今日は朝から、エジプト・ヌエバ行きフェリーのチケットを求めてチケットオフィスへ向かった。
無事に今夜出発の便が取れて、胸につかえていたものがすっと消える。
ほっとした気持ちでアカバの街を歩けば、明るい日差しとゆるやかな風が心地よくて、ただの通過点のはずの町が、なんだか名残惜しく感じてくる。
紅海の向こうには、イスラエル最南端の街エイラトの街並みがぼんやりと浮かぶ。
一見すると穏やかな風景だけど、この海を挟んだ場所では、いまも政治的な緊張が続いていることを思い出す。
シーシャをくゆらせながらそんなことを思った午後。
アカバ要塞を訪れ、港町の歴史に少しだけ触れた。
そして夜、いよいよ港へと向かう。
今日はそんな、アカバで過ごした一日の記録。
看板猫Caladoに癒される|アカバのおすすめ宿情報
アカバの宿は思っていたより少し高く、個室はあきらめて、ドミトリーに宿泊することに。
選んだのは、朝食付きの『Hakaia Community Hostel & Co-Working space』。

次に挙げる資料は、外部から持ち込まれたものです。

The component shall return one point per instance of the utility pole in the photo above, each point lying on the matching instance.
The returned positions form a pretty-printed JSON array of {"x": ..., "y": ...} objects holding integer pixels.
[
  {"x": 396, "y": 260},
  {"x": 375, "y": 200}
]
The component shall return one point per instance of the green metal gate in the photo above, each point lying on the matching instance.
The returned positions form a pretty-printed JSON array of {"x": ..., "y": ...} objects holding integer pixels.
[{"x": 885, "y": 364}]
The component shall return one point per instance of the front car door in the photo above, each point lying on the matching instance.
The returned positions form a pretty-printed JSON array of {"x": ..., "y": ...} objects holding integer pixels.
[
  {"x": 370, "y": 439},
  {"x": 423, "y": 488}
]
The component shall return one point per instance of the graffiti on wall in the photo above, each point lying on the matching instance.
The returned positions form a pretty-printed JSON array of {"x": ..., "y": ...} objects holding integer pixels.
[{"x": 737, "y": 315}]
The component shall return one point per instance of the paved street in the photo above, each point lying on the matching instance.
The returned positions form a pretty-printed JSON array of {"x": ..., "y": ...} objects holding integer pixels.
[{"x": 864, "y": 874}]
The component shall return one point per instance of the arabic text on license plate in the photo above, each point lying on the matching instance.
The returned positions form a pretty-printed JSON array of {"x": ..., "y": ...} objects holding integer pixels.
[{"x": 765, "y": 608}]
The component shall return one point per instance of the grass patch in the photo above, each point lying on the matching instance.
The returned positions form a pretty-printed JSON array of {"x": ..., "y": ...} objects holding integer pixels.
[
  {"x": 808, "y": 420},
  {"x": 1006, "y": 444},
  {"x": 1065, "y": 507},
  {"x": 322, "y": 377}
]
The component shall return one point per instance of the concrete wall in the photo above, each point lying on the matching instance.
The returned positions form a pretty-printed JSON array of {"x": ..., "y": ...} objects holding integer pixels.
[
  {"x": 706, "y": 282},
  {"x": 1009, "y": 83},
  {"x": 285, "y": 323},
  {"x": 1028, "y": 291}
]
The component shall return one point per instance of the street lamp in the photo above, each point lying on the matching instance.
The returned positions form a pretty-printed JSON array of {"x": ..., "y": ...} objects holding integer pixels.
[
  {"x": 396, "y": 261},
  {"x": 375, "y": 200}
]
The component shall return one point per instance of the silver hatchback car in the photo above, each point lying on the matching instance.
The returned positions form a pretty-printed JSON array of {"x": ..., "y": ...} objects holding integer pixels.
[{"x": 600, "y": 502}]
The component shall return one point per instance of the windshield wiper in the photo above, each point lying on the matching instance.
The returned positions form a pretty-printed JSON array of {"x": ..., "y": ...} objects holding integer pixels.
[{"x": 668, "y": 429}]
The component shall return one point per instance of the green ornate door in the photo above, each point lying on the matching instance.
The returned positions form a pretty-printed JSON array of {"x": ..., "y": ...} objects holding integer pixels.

ここには「Calado」という看板猫がいて、あまりの可愛さについ追いかけ回してしまった。
Calado、ごめんね。

女子ドミは満室だったけれど、みんなマナーが良く、清潔に保たれていて快適だった。

共用ダイニングには、コーヒーや紅茶、水が自由に飲めるセルフドリンクコーナーがあり、ゆったりとくつろげる。

朝食はパン、トマト、フムス、ファラフェル。どれもとても美味しかった。
フェリーチケットを手にひと安心|アカバの街を散策
今回アカバを訪れたのは、海路でエジプトへ渡るため。
ヌエバ行きのフェリーは、天候によって欠航になることもあると聞き、どうしても今日の便に乗りたくて、祈るような気持ちでチケットオフィスへ向かった。

宿から歩いて数分の『Arab Bridge Maritime』のオフィスで、パスポートを提示し、57ディナール(=11,685円)を支払ってチケットを無事にゲット。
肩の力が抜けて、少しだけ街をぶらぶらと歩くことにした。


すぐ近くの『Al-Ghandour Beach』は、地元の人たちでにぎわっていた。

透き通った水に誘われて、思わず海に飛び込みたくなる。
「午後はここで泳いでもいいかな」なんて思いながら、ビーチ沿いを歩き、ジュースを買って宿に戻った。


この宿のもうひとつの魅力は、ワーキングスペースがあること。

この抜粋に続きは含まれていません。